Главная Где  бывали Что  видали Посудная лавка O...pus'ы

Избранные места из переписки

Италия на авто — 2010

 
Фотоальбом  От Рима до Вероны
Оглавление

Пролог,

или  Я ехала домой...

После возвращение из этого путешествия подруги-друзья — близкие-далёкие, натуральные-виртуальные — хронически-систематически спрашивали:
— Ну как тебе Рим на этот раз? Как Венеция? А Флоренция?..

И трёх лет не прошло — вот вам избранные места из переписки-разговоров с друзьями-подругами об избранных местах Италии.



Каждый раз, когда ты спрашивала меня о моём отношении к Риму, я отвечала нечто невразумительное, цитируя старую советскую песню: и не то чтобы да,  и не то чтобы нет.

Та первая (внезапная, практически незапланированная) поездка на новогодние каникулы действительно произвела совершенно неожидаемое впечатление. Теперь я понимаю: это был эмоциональный удар. И этот удар, к которому, казалось, была готова всеми фибрами души, пришёлся аккурат по тем самым фибрам — ни вдохнуть, ни выдохнуть. Нокаут.

В состоянии сомнамбулы, с выражением тупого очумения смотрела я на Рим и, как ни пыталась, не могла понять свои ощущения от увиденного. Чувства мгновенной влюблённости — не было. Но и отторжения, которое, как писал Павел Муратов в «Образах Италии», настигает почти каждого при первой встрече с Городом, — тоже в себе не находила. И то самое, муратовское, «чувство Рима», которому я так хотела отдаться, поглотить меня не спешило — что-то ему мешало. Или мне. Что — сформулировать тогда не смогла.

Понимание пришло позже, после этой, второй, поездки в Италию.

Городов на нашем пути было много — Рим, Чивита ди Баньореджо, Орвието, Флоренция, Пиза, Лукка, Сиена, Абано Терме, Падуя, Венеция, Верона. Впечатлений — ещё больше.

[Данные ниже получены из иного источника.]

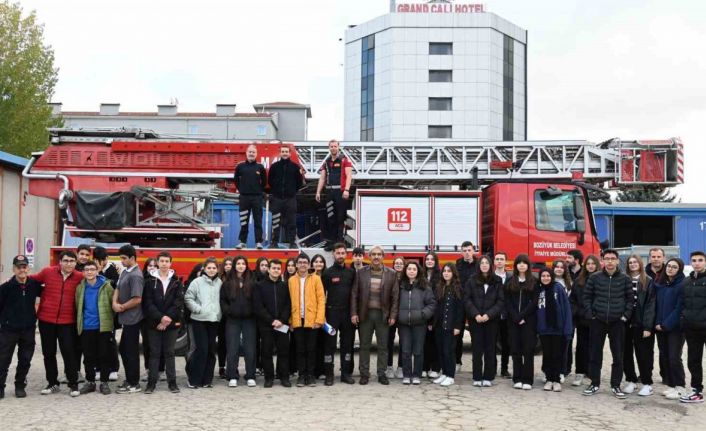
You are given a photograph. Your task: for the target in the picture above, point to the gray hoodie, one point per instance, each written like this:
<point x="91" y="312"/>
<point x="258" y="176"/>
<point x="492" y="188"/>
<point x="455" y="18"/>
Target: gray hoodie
<point x="203" y="299"/>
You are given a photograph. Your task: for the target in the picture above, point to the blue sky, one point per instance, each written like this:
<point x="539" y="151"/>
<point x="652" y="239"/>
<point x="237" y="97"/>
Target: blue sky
<point x="596" y="70"/>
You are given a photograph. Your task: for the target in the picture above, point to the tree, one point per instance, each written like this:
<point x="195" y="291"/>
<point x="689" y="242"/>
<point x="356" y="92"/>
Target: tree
<point x="646" y="194"/>
<point x="27" y="80"/>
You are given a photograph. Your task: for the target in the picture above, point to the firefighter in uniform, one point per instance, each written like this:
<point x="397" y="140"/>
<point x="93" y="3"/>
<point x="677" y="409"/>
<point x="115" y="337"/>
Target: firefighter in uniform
<point x="338" y="282"/>
<point x="336" y="175"/>
<point x="250" y="179"/>
<point x="285" y="178"/>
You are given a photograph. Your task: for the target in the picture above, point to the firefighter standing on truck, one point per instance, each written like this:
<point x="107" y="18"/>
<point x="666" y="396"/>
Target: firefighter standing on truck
<point x="285" y="178"/>
<point x="250" y="179"/>
<point x="336" y="175"/>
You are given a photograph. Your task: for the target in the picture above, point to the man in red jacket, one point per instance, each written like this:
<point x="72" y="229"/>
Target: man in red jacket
<point x="57" y="321"/>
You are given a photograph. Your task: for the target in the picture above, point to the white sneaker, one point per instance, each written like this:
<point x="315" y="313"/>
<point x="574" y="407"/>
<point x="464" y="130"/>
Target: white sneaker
<point x="390" y="373"/>
<point x="679" y="391"/>
<point x="578" y="380"/>
<point x="448" y="381"/>
<point x="646" y="391"/>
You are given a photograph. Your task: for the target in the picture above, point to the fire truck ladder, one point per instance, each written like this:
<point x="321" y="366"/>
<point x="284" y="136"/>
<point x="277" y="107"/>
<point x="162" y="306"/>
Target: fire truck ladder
<point x="444" y="163"/>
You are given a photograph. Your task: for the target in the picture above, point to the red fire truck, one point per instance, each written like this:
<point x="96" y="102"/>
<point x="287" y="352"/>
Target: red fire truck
<point x="132" y="186"/>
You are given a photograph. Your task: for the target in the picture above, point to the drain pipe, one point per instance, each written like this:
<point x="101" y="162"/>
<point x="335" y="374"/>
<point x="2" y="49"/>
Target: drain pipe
<point x="64" y="196"/>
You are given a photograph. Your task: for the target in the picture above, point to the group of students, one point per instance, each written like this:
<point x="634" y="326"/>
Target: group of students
<point x="300" y="310"/>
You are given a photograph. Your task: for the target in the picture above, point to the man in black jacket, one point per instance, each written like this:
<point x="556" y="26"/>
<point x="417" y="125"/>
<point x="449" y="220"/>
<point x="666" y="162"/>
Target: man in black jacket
<point x="18" y="320"/>
<point x="338" y="282"/>
<point x="693" y="320"/>
<point x="272" y="306"/>
<point x="163" y="304"/>
<point x="284" y="178"/>
<point x="250" y="179"/>
<point x="608" y="299"/>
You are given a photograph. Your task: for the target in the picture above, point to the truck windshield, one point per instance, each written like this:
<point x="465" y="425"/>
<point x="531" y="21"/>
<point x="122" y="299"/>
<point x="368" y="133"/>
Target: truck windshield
<point x="554" y="212"/>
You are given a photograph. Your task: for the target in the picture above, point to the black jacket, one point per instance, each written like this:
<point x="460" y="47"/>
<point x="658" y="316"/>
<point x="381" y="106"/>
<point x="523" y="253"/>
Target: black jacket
<point x="250" y="178"/>
<point x="156" y="303"/>
<point x="522" y="304"/>
<point x="449" y="313"/>
<point x="465" y="270"/>
<point x="578" y="310"/>
<point x="285" y="179"/>
<point x="237" y="305"/>
<point x="416" y="305"/>
<point x="338" y="283"/>
<point x="17" y="301"/>
<point x="608" y="298"/>
<point x="478" y="302"/>
<point x="693" y="316"/>
<point x="643" y="316"/>
<point x="271" y="302"/>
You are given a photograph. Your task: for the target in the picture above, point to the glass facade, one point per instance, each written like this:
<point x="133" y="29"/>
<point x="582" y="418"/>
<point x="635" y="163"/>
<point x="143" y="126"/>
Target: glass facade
<point x="367" y="89"/>
<point x="508" y="87"/>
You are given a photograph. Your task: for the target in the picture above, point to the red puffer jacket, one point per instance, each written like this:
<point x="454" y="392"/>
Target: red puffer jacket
<point x="57" y="303"/>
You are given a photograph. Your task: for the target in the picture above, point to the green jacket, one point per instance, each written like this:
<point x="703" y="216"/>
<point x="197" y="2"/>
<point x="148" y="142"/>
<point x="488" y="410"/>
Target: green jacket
<point x="105" y="309"/>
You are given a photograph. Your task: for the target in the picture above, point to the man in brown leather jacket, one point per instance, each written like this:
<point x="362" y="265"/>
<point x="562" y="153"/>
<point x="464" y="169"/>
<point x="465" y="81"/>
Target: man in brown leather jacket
<point x="374" y="305"/>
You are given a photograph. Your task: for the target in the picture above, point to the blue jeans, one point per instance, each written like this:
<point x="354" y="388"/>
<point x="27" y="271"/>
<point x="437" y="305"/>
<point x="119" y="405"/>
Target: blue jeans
<point x="234" y="329"/>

И общие картинки увиденного, стоп-кадры городов-соборов-фресок, конечно, отпечатались в клетках памяти, а вот деталей (того множества деталей, которое формирует целостность восприятия) ни глаз, ни мозг запоминать не успевал — ни отрешиться, ни воспарить времени не было. И лишь разбирая фотографии и формируя фотоальбом, всматриваясь в монитор, увидела я то, что видела в тех городах-соборах, вернее то, что успевала фотографировать в течение двух недель.

А в первый раз в Риме, в январе, вообще был короткий световой день, было пасмурно на улицах и темно в соборах; многое хотелось увидеть, а рассмотреть не получалось — Лиса и виноград, в общем.

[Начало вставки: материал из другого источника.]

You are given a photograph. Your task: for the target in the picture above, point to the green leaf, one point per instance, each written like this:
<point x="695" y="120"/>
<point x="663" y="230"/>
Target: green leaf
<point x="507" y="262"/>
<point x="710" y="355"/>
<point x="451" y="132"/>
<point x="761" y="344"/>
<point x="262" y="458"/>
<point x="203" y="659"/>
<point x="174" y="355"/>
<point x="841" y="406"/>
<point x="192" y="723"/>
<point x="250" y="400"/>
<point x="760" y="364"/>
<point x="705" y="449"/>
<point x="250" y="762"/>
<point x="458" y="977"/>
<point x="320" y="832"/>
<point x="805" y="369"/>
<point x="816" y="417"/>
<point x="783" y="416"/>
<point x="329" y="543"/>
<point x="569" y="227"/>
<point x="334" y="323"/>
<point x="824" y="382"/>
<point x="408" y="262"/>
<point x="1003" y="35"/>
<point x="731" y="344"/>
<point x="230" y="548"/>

Вот тут-то и осенило: опухшего или усохшего от голода человека во избежание летального исхода нельзя подпускать к столу с яствами-разносолами, кормить досыта, и тем более впрок. Его, бедолагу, сначала нужно убедить, что жизнь его кончается не завтра, успеет ещё налопаться.

И не успело осенить, как случайно, по совсем другому поводу открыв «Диалоги с Иосифом Бродским» (С.Волков), наткнулась на весьма сходную мысль:

"...на полное усвоение увиденного у меня действительно уходило довольно-таки много времени и энергии. И я, в итоге, не думаю, что увиденное я понял. Не думаю, что я это знаю. Потому что за любым явлением культуры, будь то фасадик или там картинка, стоит масса информации, которую нужно усвоить. На каждый собор, на каждую фреску смотришь довольно долго и пытаешься понять: что же тут произошло, что вызвало к жизни это чудо? Подобные чувства у меня особенно сильны в Италии, поскольку это колыбель нашей цивилизации. Все прочее — вариации, причем не всегда удачные. А итальянские впечатления ты впитываешь с особой остротой, поскольку они относятся непосредственно к тебе, к твоей культуре. И этим нужно заниматься серьезно, а не скользить по поверхности. И у меня ощущение постоянное, что я всей этой массы информации усвоить и осознать не в состоянии..."

После первой поездки в Рим шло время, мелькали города, моря и страны, но, странное дело: чем дальше, тем чаще вспоминались его запахи и звуки, суматоха и безмолвие, бесформенные огрызки форумов и безукоризненное совершенство скульптур, живописность церквей и архитектурность фонтанов — Рим не отпускал. И однажды — как звонок будильника в час ночной: хочу в Рим!

Долго уговаривать СБ не пришлось — и вот уже на майские праздники забронированы отели в Риме и Флоренции, куплены билеты, листаются путеводители. Я ехала домой...

Почему домой? Хотелось бы не цитировать, да без цитат не обойтись.

"...Я родился здесь. Россия, Петербург, снега, подлецы, департамент, кафедра, театр — все это мне снилось. Я проснулся опять на родине..."  (Н.Гоголь — В.Жуковскому, 1837)

"...В Риме, выходя в город — идёшь домой. Город есть продолжение гостиной, спальни. То есть, выходя на улицу, ты опять оказываешься дома."  (И.Бродский — С.Волкову, 1981-1992)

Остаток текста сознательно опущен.